My career path has definitely not been a straight line! My first job was at Avalon Entertainment, a big comedy agency, where I worked on live tours and running shows at the Edinburgh Fringe. I loved it and it was such a good grounding for learning how to grow ideas and develop projects. After that I worked in a charitable foundation, and then at an art consultancy, running various projects including Photo London art fair. On the side I’ve always taken on lots of voluntary projects, like Crisis for Christmas, running the marathon to raise money for Shelter, and working on Lake of Stars festival in Malawi. I’ve always been involved with organisations and projects that interest me at the time rather than thinking about a specific career or a set path.

Hackney Arts is a social enterprise. Has this presented any unique challenges and how did you overcome this?

Delivering consistent and effective social impact is definitely a challenge, especially in the early stages when budgets are tight and you have to decide where to spend funds. The unique challenges have come from realising that everyone has different needs and that the solutions are not a one size fits all. The key to overcoming that is to properly listen to people, and not let your own expectations and assumptions get in the way.

What are the key differences between being a social entrepreneur vs being a commercial entrepreneur?

In a lot of ways, they are the same! You still have to build a working business model that runs effectively and offers a good service, the social goals can’t affect how well it functions. But social enterprise measures success not just through the profits, but also by the level of impact that is made and that’s the part that can be really rewarding. Success is so often defined in economic terms, but I like the idea that there can be more significance to a business than just making money.

What do you think has attributed most to the success of Hackney Arts?
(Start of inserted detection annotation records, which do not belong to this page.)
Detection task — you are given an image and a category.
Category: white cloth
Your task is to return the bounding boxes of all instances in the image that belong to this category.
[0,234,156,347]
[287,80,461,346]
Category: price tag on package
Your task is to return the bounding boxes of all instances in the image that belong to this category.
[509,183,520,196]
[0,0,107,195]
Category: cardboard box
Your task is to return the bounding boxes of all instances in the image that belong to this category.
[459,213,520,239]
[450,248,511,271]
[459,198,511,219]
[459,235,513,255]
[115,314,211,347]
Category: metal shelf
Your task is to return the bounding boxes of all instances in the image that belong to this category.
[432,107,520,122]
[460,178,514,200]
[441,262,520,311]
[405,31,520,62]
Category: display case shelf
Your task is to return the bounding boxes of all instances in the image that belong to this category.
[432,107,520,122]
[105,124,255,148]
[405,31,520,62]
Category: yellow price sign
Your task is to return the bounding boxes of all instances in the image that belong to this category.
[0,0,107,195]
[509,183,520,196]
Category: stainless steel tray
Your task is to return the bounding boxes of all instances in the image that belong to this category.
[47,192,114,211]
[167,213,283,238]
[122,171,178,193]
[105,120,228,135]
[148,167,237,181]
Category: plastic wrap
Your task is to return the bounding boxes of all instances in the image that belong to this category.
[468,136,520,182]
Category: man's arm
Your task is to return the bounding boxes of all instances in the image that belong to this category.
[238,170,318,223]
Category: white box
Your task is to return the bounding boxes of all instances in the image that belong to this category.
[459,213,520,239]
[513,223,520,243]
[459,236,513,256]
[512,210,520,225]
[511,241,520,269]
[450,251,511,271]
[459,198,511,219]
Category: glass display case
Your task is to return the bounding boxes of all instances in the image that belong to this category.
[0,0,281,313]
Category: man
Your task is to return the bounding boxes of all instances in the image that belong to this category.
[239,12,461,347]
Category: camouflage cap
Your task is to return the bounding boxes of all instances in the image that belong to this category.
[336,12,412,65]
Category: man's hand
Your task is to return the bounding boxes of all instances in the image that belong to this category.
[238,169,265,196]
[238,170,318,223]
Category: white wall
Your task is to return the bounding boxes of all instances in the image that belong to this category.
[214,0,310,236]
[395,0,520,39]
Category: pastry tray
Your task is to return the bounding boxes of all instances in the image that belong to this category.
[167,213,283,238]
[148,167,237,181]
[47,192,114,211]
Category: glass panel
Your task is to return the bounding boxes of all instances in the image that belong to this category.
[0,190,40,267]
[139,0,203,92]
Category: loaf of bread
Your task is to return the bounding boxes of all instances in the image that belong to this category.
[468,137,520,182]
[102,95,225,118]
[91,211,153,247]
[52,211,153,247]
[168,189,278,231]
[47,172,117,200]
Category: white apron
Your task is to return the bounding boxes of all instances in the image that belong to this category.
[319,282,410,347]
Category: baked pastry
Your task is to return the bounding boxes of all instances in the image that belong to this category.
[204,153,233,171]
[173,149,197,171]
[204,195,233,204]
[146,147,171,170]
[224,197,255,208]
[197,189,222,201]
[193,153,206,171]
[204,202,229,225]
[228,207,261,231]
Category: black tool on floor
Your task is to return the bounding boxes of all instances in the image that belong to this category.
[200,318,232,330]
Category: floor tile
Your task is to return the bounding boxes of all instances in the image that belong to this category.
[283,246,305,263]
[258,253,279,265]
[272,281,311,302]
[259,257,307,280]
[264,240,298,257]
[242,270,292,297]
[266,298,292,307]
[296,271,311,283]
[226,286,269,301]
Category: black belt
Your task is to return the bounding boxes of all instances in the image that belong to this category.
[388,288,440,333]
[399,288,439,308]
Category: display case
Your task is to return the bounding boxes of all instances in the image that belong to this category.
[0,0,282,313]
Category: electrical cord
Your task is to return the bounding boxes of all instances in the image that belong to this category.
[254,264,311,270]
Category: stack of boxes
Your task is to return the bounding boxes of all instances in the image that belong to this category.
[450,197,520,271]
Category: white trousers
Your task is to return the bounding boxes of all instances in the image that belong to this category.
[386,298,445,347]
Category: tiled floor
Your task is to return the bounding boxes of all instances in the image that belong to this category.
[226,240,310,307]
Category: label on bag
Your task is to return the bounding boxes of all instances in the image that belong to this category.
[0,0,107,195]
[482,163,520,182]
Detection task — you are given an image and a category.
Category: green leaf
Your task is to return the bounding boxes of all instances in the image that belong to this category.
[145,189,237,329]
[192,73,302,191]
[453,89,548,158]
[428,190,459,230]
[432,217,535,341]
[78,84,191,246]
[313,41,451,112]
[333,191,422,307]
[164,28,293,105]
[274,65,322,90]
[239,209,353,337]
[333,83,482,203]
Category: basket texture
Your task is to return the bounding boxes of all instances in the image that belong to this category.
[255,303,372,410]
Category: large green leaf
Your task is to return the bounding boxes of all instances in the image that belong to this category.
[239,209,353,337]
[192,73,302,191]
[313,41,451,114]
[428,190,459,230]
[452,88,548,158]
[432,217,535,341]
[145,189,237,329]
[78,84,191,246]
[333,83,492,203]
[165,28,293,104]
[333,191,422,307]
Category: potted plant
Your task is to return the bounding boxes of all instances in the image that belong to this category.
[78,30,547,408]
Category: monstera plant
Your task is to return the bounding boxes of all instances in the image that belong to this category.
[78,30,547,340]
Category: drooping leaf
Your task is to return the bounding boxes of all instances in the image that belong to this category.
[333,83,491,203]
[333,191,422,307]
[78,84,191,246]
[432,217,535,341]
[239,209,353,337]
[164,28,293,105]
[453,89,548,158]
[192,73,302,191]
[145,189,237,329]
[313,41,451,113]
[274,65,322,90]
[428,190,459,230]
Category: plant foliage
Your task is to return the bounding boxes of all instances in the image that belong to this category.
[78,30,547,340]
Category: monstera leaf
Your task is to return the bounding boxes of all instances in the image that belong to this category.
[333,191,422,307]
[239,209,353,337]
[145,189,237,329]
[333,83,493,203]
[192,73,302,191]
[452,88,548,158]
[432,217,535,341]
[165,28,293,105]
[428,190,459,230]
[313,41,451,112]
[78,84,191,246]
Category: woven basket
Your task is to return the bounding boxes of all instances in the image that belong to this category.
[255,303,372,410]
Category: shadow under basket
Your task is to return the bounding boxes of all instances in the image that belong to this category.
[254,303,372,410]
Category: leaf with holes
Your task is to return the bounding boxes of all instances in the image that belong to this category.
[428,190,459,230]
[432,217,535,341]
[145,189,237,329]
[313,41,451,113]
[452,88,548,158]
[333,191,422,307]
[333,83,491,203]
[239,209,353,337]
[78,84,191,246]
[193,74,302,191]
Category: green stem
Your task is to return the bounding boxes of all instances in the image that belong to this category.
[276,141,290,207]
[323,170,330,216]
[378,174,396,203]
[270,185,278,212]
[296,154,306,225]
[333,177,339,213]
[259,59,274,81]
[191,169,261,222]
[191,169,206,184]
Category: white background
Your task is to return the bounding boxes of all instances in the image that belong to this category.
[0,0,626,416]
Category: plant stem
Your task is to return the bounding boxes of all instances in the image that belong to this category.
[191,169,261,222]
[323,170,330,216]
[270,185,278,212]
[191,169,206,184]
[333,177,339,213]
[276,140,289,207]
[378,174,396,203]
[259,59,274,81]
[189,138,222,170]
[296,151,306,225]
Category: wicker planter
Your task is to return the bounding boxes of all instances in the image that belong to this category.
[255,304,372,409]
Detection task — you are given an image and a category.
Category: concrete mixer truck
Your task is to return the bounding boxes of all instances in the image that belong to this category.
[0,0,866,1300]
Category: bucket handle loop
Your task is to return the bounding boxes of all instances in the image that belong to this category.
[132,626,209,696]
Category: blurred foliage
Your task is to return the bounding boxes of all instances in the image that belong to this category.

The need for creativity in our lives. I really believe people need space in their lives to be creative, it is so important, otherwise, we just end up like robots going through our routines. We are conditioned to be 100% perfect in our jobs and our lives so it’s good to have that down time. It’s also great to interact with new people and make real life connections, it can feel hard to do that sometimes so it’s definitely something that has appealed to people.

Have you learnt anything unexpected?

Even though it’s your project, it’s better not to be too emotionally invested in your own ideas. I’ve learned that you can’t completely predict what will work and what won’t, and you can’t be too attached to the outcome. Just try things, keep and adapt them if they work, and get rid if they don’t. Don’t hold onto things.

What keeps you motivated?

Attending our events and seeing people enjoying themselves! I love how individual and creative everyone is, it’s so inspiring. Actually, one of my favourite things someone said to me after an event during the US election was, ‘this was great and I didn’t think about Donald Trump for two whole hours!’ so if we can help with that then I’m happy!

Do you have any advice for aspiring social entrepreneurs?

Three key things are research, resilience and a little bit of magic. You need to research your area and industry inside out, know your audience and current trends. Resilience is a major trait; there are going to be times when it’s hard and you have to just keep going. And lastly, that little bit of magic, you don’t know who you will meet or what opportunities will come up, so keep your eyes and mind open to the signs along the way!